I think supra d sounds like the best option then. A good compromise between weight and strength. That and they are cheaper than the 721's and the ex500's.

so with switching from my mtx 33's with champion spokes and brass nipples to supra d's with comp spokes and aluminum nipples I should save about 1/2 a lb or so.

As for the freedoms, I prefer a welded rim so I think I will pass on those


----------



## bxxer rider (Jun 7, 2008)

just started running superstar dh-595 rims, pretty light (610grams), good price and i'm yet to give them a decent ding (i normally manage that on firs ride with new wheels)

but not been impressed by dt swiss comp spokes, i sheered 4 yesterday railing a berm so my wheels have gone back or rebuilding already.


----------



## oldskoolbiker (Jun 2, 2005)

If you want Sun rims, look at the Equalizer series instead of MTX. I've been running Equalizer 31's on my DH bike for a couple of years. They are listed at 546g each, and from my experience that's about right.

I have bent a couple of rear rims when casing jumps a local trails, but I don't think any rim would survive that (20+ ft jump with lander built behind a log). I know my whole wheelset built on Hope Hubs, DT Comp spokes, brass nipples, and EQ31 rims weighs right at 1900g. I weigh 190lbs. You might also consider the EQ29 if you are lighter.

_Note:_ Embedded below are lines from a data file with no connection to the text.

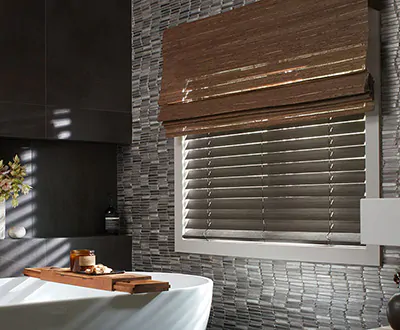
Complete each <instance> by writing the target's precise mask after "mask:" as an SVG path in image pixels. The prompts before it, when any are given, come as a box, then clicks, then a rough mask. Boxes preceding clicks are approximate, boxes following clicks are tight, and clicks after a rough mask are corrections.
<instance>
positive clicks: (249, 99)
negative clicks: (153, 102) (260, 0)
mask: <svg viewBox="0 0 400 330" xmlns="http://www.w3.org/2000/svg"><path fill="white" fill-rule="evenodd" d="M367 46H368V3H367V1H366V0H355V1H348V0H325V1H311V0H283V1H273V0H261V1H259V2H256V3H253V4H250V5H247V6H245V7H242V8H238V9H234V10H232V11H230V12H227V13H224V14H220V15H216V16H213V17H210V18H207V19H203V20H199V21H196V22H192V23H186V24H182V25H179V26H177V27H174V28H171V29H168V30H166V31H165V32H164V37H163V79H162V88H161V95H160V100H159V104H160V106H161V111H160V115H159V120H161V121H163V122H164V126H165V128H166V131H167V135H169V136H179V135H187V134H197V133H208V132H216V131H228V130H232V129H241V128H257V127H266V126H271V125H277V124H285V123H292V122H299V121H309V120H310V119H312V120H314V119H320V118H328V117H338V116H345V115H353V114H360V113H364V112H366V111H369V110H371V109H372V108H373V102H372V98H371V89H372V88H371V86H372V79H371V77H370V75H369V73H368V71H367V67H366V58H367Z"/></svg>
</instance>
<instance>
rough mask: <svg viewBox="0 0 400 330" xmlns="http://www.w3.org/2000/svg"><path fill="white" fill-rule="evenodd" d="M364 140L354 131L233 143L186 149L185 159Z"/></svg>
mask: <svg viewBox="0 0 400 330" xmlns="http://www.w3.org/2000/svg"><path fill="white" fill-rule="evenodd" d="M364 142H365V137H364V133H355V134H353V135H344V136H336V137H333V138H332V139H327V138H326V137H317V138H310V139H300V140H288V141H278V142H263V143H262V144H260V143H254V144H247V145H235V146H227V147H221V148H204V149H195V150H189V151H187V155H186V159H187V160H190V159H196V158H213V157H221V156H231V155H243V154H253V153H260V152H263V153H268V152H279V151H289V150H307V149H316V148H333V147H340V146H352V145H362V144H364Z"/></svg>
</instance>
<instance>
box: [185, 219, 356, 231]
mask: <svg viewBox="0 0 400 330" xmlns="http://www.w3.org/2000/svg"><path fill="white" fill-rule="evenodd" d="M186 228H187V229H189V230H190V229H203V230H206V229H207V228H208V229H211V230H258V231H261V232H262V231H283V232H292V231H298V232H321V231H327V220H326V219H317V220H303V221H299V220H298V219H291V220H287V221H281V220H274V219H268V223H267V224H266V225H265V227H264V225H263V223H262V222H260V221H257V220H246V221H237V220H224V221H212V222H211V226H209V225H208V223H207V221H206V220H201V219H196V220H190V221H188V223H187V225H186ZM332 231H333V232H334V233H357V232H359V231H360V222H359V221H340V220H337V219H335V226H334V227H333V228H332Z"/></svg>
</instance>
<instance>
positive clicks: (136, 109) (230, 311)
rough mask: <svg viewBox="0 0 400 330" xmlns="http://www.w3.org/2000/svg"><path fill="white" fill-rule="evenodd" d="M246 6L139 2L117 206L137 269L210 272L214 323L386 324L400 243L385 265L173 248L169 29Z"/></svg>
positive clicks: (384, 141) (171, 163)
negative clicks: (240, 256) (127, 131)
mask: <svg viewBox="0 0 400 330" xmlns="http://www.w3.org/2000/svg"><path fill="white" fill-rule="evenodd" d="M382 2H383V3H384V9H383V10H382V53H383V120H382V126H383V132H382V136H383V151H382V153H383V162H382V167H383V169H382V173H383V185H382V190H383V195H384V196H385V197H393V196H395V197H400V191H399V189H400V173H399V167H400V146H399V138H400V104H399V88H400V68H399V64H400V57H399V55H400V52H399V40H400V39H399V38H400V35H399V25H400V17H399V16H400V8H399V7H400V0H384V1H382ZM245 4H247V2H246V1H243V0H169V1H168V0H133V2H132V20H133V22H132V23H133V35H132V44H133V67H132V73H133V78H132V89H133V122H132V129H133V137H132V141H133V144H132V146H130V147H121V148H120V150H119V154H118V195H119V197H118V204H119V209H120V211H121V213H122V218H123V228H124V231H125V232H126V233H129V234H132V249H133V260H132V264H133V268H134V269H135V270H145V271H165V272H183V273H188V274H196V275H203V276H207V277H209V278H211V279H213V280H214V283H215V290H214V298H213V307H212V312H211V316H210V321H209V329H225V330H227V329H273V328H276V329H303V328H310V329H314V328H317V329H362V328H370V327H375V326H378V325H381V324H387V320H386V316H385V305H386V302H387V300H388V298H389V297H390V296H391V295H392V294H393V293H395V292H396V288H395V286H394V283H393V282H392V276H393V272H394V270H395V268H396V266H398V265H400V249H396V248H391V249H389V248H385V250H384V266H383V267H382V268H374V267H359V266H339V265H323V264H312V263H299V262H276V261H269V260H256V259H244V258H230V257H218V256H217V257H216V256H208V255H195V254H178V253H175V252H174V209H173V204H174V196H173V194H174V164H173V141H172V139H166V138H165V133H164V131H163V129H162V128H161V127H160V125H159V123H158V122H157V113H158V106H157V99H158V95H159V89H160V82H161V74H162V59H161V37H162V32H163V30H164V29H165V28H167V27H169V26H175V25H177V24H180V23H183V22H188V21H193V20H197V19H199V18H203V17H207V16H210V15H215V14H218V13H221V12H224V11H227V10H231V9H232V8H235V7H238V6H242V5H245Z"/></svg>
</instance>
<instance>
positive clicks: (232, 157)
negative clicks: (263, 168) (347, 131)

If you sign up on hookit.com you should be able to get them for a good price from the Sun Store on there.


----------



## tyler243 (Oct 28, 2009)

don't know if this will sway you but I can vouch for the Supra D's strength, 15 mph into a stump (dead on not a glancing blow) it didn't even get out of the acceptable range for trueness (< 1 mm)


----------



## Err (Mar 21, 2005)

bxxer rider said:


> but not been impressed by dt swiss comp spokes, i sheered 4 yesterday railing a berm so my wheels have gone back or rebuilding already.


That's indicative of over-tensioning (or uneven tensioning) unless they had already taken a direct hit from a rock, log, etc.


----------